Let's look at a couple of books to see what we can learn from some simple data mining.
First, we will load our packages

In [None]:
from datascience import *
import numpy as np
%matplotlib inline
import matplotlib.pyplot as plots
plots.style.use('fivethirtyeight')
import warnings
warnings.simplefilter(action="ignore", category=FutureWarning)

from urllib.request import urlopen 
import re
def read_url(url): 
    return re.sub('\\s+', ' ', urlopen(url).read().decode())

For the Huck Finn and Little Women books:
1. Assign the text (data type) value for the URLs to the appropriate name variables.
2. Import the text into the named variables (*._text). Both books are out of copywrite and are in the public domain.
3. Split the text into chapters.

In [None]:
huck_finn_url = 'https://www.inferentialthinking.com/data/huck_finn.txt'
huck_finn_text = read_url(huck_finn_url)
huck_finn_chapters = huck_finn_text.split('CHAPTER ')[44:]

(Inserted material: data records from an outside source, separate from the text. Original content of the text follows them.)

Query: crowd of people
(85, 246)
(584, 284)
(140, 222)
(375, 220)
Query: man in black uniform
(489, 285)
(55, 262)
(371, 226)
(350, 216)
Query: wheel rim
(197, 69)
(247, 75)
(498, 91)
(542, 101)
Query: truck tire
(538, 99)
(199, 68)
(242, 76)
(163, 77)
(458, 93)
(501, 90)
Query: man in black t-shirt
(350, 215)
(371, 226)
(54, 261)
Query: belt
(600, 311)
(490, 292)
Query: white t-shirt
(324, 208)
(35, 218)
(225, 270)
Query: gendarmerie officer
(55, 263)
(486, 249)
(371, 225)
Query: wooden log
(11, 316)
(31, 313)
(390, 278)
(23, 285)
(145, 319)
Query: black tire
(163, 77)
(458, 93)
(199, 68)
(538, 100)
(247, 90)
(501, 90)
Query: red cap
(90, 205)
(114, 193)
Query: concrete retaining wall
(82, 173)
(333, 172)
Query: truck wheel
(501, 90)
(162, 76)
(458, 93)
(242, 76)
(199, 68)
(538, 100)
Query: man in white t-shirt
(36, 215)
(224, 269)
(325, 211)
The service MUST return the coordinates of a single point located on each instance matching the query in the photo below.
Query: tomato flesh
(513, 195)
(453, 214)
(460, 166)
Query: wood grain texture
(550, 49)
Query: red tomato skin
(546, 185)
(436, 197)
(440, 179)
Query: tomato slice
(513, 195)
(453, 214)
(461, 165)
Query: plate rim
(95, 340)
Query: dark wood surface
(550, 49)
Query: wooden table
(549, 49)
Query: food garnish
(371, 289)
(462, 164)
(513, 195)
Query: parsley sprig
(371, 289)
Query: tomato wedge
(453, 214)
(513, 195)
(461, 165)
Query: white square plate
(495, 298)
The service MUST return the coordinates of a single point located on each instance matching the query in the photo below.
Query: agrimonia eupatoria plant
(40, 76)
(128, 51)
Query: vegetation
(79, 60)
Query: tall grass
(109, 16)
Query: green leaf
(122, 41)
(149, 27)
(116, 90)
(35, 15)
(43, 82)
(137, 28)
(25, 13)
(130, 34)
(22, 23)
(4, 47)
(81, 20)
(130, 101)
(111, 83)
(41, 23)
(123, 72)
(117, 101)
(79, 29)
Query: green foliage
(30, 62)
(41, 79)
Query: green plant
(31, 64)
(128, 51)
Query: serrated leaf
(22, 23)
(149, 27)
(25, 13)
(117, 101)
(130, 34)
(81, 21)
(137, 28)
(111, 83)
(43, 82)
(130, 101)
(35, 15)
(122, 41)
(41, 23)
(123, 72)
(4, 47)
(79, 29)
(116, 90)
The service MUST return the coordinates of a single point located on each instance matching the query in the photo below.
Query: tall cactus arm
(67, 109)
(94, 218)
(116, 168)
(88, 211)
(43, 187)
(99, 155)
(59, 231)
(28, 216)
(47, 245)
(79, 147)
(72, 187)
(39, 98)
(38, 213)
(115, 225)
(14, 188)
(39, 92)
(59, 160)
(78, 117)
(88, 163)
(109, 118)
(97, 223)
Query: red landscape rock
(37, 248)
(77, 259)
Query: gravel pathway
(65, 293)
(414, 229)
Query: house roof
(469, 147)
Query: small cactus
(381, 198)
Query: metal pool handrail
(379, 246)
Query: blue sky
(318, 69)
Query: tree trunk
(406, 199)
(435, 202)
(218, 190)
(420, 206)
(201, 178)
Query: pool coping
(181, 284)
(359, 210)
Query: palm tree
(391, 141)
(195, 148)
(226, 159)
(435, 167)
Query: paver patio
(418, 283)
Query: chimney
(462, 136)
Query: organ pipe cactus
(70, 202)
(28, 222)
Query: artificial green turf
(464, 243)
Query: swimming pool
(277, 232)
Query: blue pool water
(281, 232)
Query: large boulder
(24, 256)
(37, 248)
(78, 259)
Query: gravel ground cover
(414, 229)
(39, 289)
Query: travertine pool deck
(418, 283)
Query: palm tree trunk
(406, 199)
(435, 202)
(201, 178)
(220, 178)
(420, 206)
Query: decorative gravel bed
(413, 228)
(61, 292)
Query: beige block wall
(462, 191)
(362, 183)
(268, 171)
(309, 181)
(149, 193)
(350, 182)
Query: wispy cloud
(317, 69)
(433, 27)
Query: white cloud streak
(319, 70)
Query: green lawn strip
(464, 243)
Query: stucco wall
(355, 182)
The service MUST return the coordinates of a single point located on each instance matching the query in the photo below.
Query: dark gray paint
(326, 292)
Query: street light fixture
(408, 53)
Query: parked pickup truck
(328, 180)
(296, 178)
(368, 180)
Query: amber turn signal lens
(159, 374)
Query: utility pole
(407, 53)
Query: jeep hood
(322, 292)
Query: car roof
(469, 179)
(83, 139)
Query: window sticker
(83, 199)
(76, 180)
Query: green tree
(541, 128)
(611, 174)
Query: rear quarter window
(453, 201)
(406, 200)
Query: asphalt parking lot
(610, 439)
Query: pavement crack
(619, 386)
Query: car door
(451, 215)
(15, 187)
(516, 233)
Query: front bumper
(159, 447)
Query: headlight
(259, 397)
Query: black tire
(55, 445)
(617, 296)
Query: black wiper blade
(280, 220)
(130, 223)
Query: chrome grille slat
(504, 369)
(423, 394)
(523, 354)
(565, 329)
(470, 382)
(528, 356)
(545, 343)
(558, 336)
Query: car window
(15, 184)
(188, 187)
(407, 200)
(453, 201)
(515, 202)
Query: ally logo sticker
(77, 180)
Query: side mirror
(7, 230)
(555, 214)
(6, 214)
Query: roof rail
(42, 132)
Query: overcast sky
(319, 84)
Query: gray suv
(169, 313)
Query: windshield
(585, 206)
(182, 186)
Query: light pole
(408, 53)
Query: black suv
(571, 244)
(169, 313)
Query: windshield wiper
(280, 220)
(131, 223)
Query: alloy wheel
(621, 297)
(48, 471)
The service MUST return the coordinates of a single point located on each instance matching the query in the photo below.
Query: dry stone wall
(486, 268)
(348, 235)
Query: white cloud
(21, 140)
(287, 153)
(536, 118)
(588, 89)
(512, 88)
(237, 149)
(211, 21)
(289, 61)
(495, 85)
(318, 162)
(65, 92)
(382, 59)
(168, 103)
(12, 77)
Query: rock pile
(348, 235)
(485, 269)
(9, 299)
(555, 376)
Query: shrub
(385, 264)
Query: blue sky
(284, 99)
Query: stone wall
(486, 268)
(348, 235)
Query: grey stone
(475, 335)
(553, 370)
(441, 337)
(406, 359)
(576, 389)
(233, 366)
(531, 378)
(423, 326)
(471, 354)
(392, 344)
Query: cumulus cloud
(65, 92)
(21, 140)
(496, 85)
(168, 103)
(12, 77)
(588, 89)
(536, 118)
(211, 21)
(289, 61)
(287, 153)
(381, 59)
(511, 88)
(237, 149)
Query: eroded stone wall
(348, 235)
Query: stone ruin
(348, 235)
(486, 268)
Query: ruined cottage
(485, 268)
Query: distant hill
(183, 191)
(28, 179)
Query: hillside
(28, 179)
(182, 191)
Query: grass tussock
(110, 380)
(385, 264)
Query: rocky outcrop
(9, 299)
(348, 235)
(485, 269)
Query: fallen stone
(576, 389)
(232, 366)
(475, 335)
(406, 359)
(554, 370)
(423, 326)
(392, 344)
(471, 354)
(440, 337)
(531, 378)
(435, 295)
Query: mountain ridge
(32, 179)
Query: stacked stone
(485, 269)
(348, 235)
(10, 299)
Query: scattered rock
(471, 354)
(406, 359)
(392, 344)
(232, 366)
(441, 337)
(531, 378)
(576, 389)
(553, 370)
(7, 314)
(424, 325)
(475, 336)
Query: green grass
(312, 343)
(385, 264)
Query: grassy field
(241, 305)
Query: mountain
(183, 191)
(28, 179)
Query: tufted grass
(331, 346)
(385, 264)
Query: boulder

little_women_url = 'https://www.inferentialthinking.com/data/little_women.txt'
little_women_text = read_url(little_women_url)
little_women_chapters = little_women_text.split('CHAPTER ')[1:]

Run the code to split the Huck Finn text into chapters.

In [None]:
huck_finn_chapters

Make a one column table with the Label "Chapters". List the name of each chapter in the table.

In [None]:
Table().with_column('Chapters', huck_finn_chapters)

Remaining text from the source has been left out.